The festival will provide young people with opportunities to view reading and learning from a variety of new perspectives.
Discovering Journalism workshops will be held at Discovery Point by the editor of The Courier Catriona MacInnes.
In other sessions, author, Gill Arbuthnott will introduce the skills required to write a factual book while Dundee Comics Creative Space will host six sessions delivered by professional comic artists exploring the art of visual storytelling.
Dave Cousins, a writer who deals with real life issues in a down to earth manner using warmth and humour, will visit schools to deliver workshops to first year pupils.
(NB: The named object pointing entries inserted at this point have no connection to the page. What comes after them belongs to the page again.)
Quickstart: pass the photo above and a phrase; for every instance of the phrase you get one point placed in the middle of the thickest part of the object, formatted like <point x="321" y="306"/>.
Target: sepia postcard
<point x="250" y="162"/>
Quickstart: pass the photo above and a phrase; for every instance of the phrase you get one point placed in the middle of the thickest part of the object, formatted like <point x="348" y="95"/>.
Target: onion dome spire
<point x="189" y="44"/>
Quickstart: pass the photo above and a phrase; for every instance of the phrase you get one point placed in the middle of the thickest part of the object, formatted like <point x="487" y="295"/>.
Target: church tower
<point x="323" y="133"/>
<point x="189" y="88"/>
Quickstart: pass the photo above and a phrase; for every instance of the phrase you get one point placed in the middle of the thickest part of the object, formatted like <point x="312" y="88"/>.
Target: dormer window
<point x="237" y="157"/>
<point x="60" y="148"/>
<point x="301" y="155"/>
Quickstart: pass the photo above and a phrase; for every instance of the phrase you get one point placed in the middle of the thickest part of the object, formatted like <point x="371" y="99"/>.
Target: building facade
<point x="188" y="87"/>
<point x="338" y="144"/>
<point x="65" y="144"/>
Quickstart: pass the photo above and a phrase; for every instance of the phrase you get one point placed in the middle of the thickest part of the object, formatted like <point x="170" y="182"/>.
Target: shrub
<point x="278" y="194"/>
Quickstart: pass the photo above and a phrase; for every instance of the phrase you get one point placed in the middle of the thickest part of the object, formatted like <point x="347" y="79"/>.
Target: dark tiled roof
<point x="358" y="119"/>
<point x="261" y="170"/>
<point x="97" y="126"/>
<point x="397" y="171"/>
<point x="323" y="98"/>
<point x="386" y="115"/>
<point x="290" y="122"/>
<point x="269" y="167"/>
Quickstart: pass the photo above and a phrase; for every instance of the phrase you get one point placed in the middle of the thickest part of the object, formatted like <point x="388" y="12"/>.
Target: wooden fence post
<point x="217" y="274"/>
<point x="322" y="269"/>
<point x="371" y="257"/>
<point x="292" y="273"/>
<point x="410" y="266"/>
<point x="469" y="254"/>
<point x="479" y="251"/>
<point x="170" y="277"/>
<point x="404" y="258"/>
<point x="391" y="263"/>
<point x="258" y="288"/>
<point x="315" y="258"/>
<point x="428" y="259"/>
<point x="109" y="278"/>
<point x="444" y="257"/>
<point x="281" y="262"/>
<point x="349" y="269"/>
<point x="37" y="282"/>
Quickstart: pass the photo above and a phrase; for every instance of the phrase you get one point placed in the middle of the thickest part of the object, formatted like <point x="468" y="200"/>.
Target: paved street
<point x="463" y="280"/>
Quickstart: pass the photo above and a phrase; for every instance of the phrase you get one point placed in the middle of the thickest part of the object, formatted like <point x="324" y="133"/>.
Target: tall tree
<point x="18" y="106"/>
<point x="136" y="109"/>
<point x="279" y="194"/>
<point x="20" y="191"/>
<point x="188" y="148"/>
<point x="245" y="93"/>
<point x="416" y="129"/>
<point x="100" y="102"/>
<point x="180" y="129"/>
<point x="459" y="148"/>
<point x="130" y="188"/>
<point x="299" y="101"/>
There will also be Pecha Kucha style events in the Steps Theatre at Dundee Central Library. Six speakers from a variety of backgrounds including scientist, artists and writers have been invited to talk about how a book has impacted on their life or career. Links between reading and areas such as mental health, problem solving and self improvement will all be explored.
The programme also includes a fast paced High Tea at The High Mill event where small groups of pupils will be given the chance to engage with speakers from all walks of life including graffiti artists and dancers.
To conclude the festival, young adult books which have been adapted into feature films will be shown at the Steps Theatre.
Fellow organiser Moira Foster, who is an education support officer with Leisure & Culture Dundee, added: “The positive effects of reading and writing have the power to influence all areas of our lives and we hope these events provide a lasting and inspirational impact on pupils.”
The festival, partly funded through a £20,000 grant from the School Library Improvement Fund, will begin on February 5 and finish on March 28.